Federal appeals court grants New Jersey rehearing in sports betting case

A U.S. federal appeals court on Wednesday granted New Jersey's request for a rehearing in the state's three-year battle with the major professional and amateur sports leagues over legalized sports betting.

The Third Circuit Court of Appeals announced that the majority of active judges voted for a rehearing en banc and vacated its Aug. 25 ruling in favor of the NCAA, NFL and other major sports leagues.

The rehearing has not been scheduled and will be relisted at the court's convenience, according to Wednesday's filing. New Jersey Sen. Raymond Lesniak, who has spearheaded the state's fight to bring Las Vegas-style sports betting to its struggling casinos and racetracks, expects it will be a "few months" before the hearing takes place.

"We are glad that the ruling -- which robbed New Jersey of the opportunity to benefit from the billion-dollar sports betting industry - will be reconsidered and heard by the full court," New Jersey congressmen Frank Pallone and Frank LoBiando said in a statement.

"Not only do the citizens of New Jersey overwhelmingly support legalized sports betting and the revenue that would come to the state with it, but existing federal law picks winners and losers, and is unconstitutional and arbitrary. Several states can already operate sports betting, but New Jersey has been shut out despite the will of our citizens. We remain committed to seeing sports betting become legal in New Jersey, and this reconsideration is a positive and important development."

It's the latest development in a legal battle that dates back to 2012. New Jersey Gov. Chris Christie signed legislation in 2012 legalizing sports betting at the state's casinos and racetracks. The NFL, NBA, Major League Baseball, NHL and the NCAA sued the state in August 2012.

The leagues have won every ruling throughout the case, but the ruling Wednesday is considered a big win for New Jersey.

"It's huge," Lesniak said. "Chances are, they wouldn't have vacated the ruling if they were only going to later on confirm it."

The NFL declined comment. The NBA and Major League Baseball did not immediately return requests for comment.

Daniel Wallach, an attorney with Becker & Poliakoff who has followed the case closely, said it is procedural for a court to vacate a previous ruling when granting a rehearing. Wallach said he believes New Jersey is the favorite to prevail in the rehearing but does not expect legal sports betting to take place immediately after the decision.

"It would not open the floodgates for sports betting at New Jersey's casinos and racetracks," Wallach said. "It is my expectation that a New Jersey victory would be followed by a sports league's request for a stay.

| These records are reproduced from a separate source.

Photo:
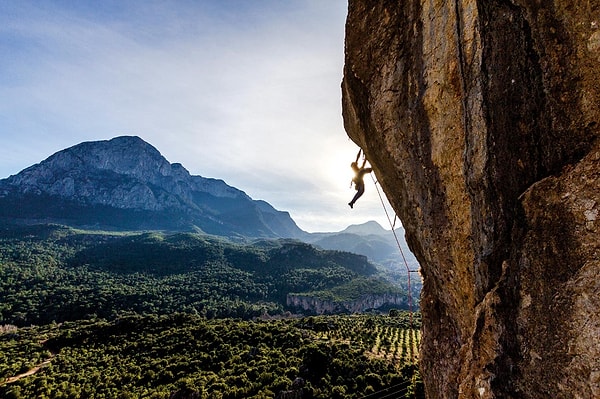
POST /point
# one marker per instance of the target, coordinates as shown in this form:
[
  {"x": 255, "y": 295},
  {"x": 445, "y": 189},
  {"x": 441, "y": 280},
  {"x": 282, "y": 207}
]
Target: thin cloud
[{"x": 248, "y": 92}]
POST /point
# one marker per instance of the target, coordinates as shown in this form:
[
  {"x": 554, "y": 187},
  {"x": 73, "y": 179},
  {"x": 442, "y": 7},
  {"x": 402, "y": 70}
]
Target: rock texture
[
  {"x": 126, "y": 183},
  {"x": 480, "y": 119}
]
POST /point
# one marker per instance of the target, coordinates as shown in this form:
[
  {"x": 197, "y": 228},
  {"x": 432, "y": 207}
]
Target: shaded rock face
[{"x": 480, "y": 119}]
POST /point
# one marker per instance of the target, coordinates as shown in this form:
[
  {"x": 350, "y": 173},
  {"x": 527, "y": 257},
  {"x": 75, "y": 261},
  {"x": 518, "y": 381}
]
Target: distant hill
[
  {"x": 371, "y": 240},
  {"x": 126, "y": 184}
]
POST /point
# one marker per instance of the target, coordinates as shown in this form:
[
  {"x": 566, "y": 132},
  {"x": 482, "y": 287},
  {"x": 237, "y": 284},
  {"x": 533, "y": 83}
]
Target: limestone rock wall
[
  {"x": 480, "y": 119},
  {"x": 366, "y": 302}
]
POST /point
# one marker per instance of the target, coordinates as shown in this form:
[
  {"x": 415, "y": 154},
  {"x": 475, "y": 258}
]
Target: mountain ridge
[{"x": 125, "y": 183}]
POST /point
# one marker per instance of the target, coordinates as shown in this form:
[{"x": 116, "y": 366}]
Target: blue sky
[{"x": 244, "y": 91}]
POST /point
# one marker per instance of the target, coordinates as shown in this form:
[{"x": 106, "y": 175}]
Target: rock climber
[{"x": 359, "y": 174}]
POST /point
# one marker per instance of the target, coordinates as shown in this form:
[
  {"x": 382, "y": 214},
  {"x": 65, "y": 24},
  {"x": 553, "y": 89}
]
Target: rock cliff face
[
  {"x": 367, "y": 302},
  {"x": 480, "y": 119}
]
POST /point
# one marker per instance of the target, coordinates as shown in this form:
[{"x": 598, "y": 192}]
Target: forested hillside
[
  {"x": 185, "y": 356},
  {"x": 52, "y": 273}
]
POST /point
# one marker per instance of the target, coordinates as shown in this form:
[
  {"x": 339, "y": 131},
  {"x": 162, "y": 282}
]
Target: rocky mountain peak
[{"x": 127, "y": 173}]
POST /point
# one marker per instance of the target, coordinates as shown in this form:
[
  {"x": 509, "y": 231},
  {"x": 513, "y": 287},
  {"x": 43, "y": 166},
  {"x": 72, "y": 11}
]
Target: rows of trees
[{"x": 186, "y": 356}]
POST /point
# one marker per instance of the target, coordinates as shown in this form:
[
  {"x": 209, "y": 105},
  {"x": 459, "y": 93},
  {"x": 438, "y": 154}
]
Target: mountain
[
  {"x": 371, "y": 240},
  {"x": 125, "y": 183}
]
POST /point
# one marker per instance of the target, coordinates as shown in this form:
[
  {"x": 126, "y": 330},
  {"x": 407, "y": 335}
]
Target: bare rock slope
[{"x": 480, "y": 119}]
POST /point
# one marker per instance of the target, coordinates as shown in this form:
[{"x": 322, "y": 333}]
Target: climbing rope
[{"x": 408, "y": 271}]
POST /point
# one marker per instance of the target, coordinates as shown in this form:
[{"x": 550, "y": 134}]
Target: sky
[{"x": 243, "y": 91}]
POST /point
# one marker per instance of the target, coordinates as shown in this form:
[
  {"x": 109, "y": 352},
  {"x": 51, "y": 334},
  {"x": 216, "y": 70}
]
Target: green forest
[
  {"x": 88, "y": 314},
  {"x": 187, "y": 356},
  {"x": 51, "y": 273}
]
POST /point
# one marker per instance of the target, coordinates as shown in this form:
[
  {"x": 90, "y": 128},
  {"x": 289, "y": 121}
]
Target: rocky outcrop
[
  {"x": 317, "y": 305},
  {"x": 480, "y": 119},
  {"x": 126, "y": 183}
]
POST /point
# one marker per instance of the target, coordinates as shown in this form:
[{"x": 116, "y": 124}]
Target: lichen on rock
[{"x": 481, "y": 121}]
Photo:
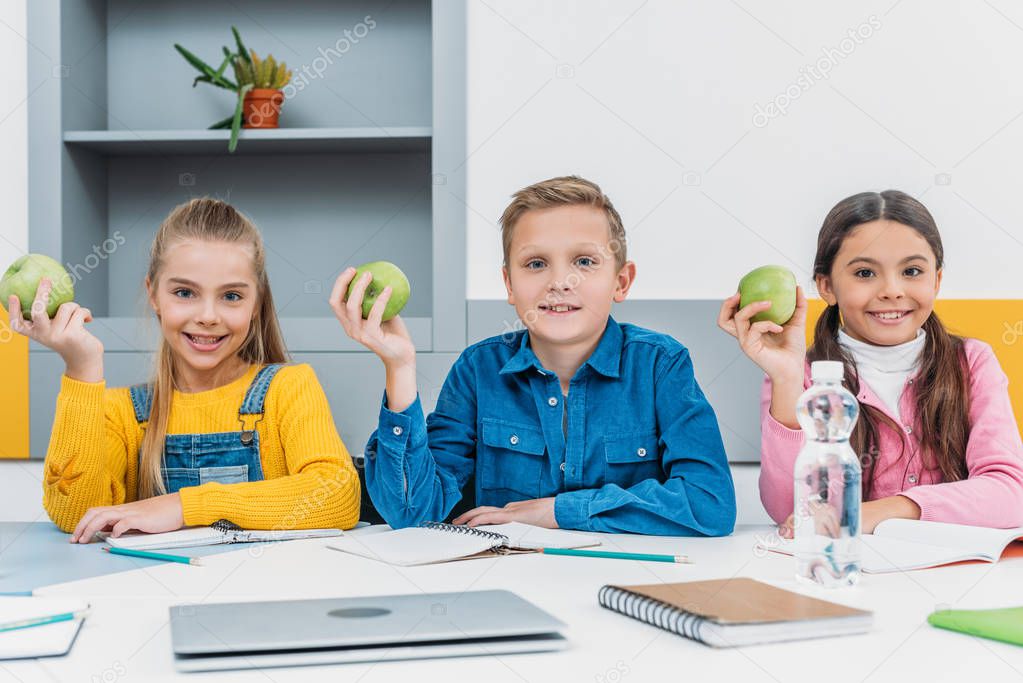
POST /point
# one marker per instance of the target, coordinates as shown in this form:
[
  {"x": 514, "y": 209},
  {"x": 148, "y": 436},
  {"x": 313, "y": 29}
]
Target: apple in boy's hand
[
  {"x": 21, "y": 279},
  {"x": 385, "y": 274},
  {"x": 769, "y": 283}
]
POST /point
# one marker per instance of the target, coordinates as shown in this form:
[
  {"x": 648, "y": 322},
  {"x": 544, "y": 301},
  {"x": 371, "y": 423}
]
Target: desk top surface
[{"x": 127, "y": 637}]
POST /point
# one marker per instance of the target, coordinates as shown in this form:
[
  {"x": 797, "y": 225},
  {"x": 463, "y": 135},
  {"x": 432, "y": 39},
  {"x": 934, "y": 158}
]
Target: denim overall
[{"x": 227, "y": 457}]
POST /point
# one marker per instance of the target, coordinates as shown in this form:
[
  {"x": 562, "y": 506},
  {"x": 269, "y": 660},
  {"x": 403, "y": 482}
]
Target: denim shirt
[{"x": 642, "y": 452}]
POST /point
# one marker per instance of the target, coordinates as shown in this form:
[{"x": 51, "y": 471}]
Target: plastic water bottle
[{"x": 828, "y": 482}]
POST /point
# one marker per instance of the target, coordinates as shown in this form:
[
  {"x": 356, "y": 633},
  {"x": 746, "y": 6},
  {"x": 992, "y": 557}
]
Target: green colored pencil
[
  {"x": 152, "y": 555},
  {"x": 43, "y": 621},
  {"x": 680, "y": 559}
]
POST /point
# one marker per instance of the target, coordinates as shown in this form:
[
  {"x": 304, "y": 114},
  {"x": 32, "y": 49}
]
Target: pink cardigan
[{"x": 992, "y": 496}]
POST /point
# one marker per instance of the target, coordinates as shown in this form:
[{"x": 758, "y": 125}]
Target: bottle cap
[{"x": 827, "y": 370}]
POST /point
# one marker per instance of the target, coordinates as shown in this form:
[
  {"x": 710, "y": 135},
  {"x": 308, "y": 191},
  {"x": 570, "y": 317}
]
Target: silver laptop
[{"x": 288, "y": 633}]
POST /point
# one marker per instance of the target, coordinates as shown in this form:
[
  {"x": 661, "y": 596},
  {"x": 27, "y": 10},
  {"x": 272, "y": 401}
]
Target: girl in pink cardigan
[{"x": 936, "y": 434}]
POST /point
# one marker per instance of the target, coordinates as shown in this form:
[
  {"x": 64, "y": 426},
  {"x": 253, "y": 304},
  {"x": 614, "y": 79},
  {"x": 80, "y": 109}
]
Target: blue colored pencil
[
  {"x": 153, "y": 555},
  {"x": 42, "y": 621},
  {"x": 680, "y": 559}
]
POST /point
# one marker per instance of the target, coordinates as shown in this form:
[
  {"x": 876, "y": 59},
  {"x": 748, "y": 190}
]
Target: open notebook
[
  {"x": 900, "y": 545},
  {"x": 216, "y": 534},
  {"x": 435, "y": 542},
  {"x": 47, "y": 640}
]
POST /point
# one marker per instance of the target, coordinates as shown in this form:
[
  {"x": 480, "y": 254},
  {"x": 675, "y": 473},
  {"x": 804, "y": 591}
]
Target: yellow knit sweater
[{"x": 309, "y": 479}]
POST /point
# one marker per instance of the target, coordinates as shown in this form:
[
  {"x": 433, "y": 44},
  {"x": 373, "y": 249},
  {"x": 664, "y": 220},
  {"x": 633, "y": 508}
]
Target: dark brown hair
[{"x": 942, "y": 386}]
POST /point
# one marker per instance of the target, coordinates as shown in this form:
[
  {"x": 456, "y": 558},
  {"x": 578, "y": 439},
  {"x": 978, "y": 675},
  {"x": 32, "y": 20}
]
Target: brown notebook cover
[{"x": 742, "y": 601}]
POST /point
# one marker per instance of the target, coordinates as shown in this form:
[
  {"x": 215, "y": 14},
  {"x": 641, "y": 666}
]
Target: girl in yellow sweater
[{"x": 226, "y": 430}]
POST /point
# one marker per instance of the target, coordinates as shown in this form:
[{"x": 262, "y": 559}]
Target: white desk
[{"x": 127, "y": 637}]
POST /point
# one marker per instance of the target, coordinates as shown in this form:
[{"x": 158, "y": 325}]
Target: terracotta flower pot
[{"x": 262, "y": 106}]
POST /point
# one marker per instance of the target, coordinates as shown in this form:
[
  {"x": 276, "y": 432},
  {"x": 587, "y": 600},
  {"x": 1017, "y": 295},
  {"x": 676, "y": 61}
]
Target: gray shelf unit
[{"x": 367, "y": 165}]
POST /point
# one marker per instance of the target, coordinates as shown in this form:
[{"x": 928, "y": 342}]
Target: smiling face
[
  {"x": 206, "y": 298},
  {"x": 562, "y": 276},
  {"x": 884, "y": 279}
]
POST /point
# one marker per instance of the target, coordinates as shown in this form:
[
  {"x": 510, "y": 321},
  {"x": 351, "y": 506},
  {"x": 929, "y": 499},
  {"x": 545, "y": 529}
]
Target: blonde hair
[
  {"x": 563, "y": 191},
  {"x": 212, "y": 221}
]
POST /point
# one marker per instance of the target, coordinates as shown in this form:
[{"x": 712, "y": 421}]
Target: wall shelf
[{"x": 272, "y": 141}]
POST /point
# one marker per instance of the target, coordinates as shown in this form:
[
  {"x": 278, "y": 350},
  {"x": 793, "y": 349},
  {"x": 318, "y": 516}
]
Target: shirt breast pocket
[
  {"x": 631, "y": 458},
  {"x": 512, "y": 458}
]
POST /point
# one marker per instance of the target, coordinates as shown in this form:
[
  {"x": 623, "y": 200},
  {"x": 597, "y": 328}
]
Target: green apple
[
  {"x": 21, "y": 279},
  {"x": 769, "y": 283},
  {"x": 385, "y": 274}
]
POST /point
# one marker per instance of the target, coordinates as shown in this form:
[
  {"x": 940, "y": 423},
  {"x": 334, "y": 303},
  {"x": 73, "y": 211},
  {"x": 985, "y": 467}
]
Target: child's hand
[
  {"x": 780, "y": 351},
  {"x": 539, "y": 512},
  {"x": 390, "y": 340},
  {"x": 65, "y": 333},
  {"x": 153, "y": 515}
]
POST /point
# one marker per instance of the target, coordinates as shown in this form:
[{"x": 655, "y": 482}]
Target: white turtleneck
[{"x": 885, "y": 369}]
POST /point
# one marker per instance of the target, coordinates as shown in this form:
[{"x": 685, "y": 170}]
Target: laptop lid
[{"x": 348, "y": 622}]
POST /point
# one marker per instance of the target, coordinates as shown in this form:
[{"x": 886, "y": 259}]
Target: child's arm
[
  {"x": 992, "y": 496},
  {"x": 780, "y": 446},
  {"x": 321, "y": 489},
  {"x": 416, "y": 467},
  {"x": 698, "y": 498},
  {"x": 86, "y": 462},
  {"x": 408, "y": 481}
]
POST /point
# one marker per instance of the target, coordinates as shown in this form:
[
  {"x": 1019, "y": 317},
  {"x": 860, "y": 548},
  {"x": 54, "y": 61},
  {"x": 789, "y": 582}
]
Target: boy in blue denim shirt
[{"x": 577, "y": 422}]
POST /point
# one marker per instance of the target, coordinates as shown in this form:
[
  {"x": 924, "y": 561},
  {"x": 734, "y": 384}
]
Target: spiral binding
[
  {"x": 652, "y": 611},
  {"x": 225, "y": 526},
  {"x": 500, "y": 539}
]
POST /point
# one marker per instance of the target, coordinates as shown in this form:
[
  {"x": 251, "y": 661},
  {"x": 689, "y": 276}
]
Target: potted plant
[
  {"x": 262, "y": 103},
  {"x": 262, "y": 79}
]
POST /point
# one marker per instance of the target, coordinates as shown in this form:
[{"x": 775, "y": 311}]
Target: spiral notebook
[
  {"x": 734, "y": 612},
  {"x": 436, "y": 542},
  {"x": 216, "y": 534}
]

I'm not sure if the Third Circuit would grant the stay, but there's nothing to lose. I do think New Jersey is the favorite."

The August 2-1 majority ruling in favor of the leagues was the second time the Third Circuit has heard New Jersey's case. A conflict between the two rulings emerged and likely prompted the rehearing to be granted, according to legal sources.

"The court is very concerned about the consistency of its published opinions and is likely looking to resolve any conflicts between the two," Christopher Soriano, an attorney for Duane Morris who also has followed the case closely, told ESPN.

The Professional and Amateur Sports Protection Act of 1992 (PASPA) prohibits state-sponsored sports betting in all but four states: Nevada, Delaware, Oregon and Montana.

The NBA has called for Congress to create a federal framework that would allow states to adopt regulations and offer legal sports betting. In a letter published in The New York Times, NBA spokesman Mike Bass said, "Bringing sports betting into the mainstream would not undermine the integrity of sports. To the contrary, legalization would bring new tools and resources to monitor unusual betting activity and promote responsible gambling."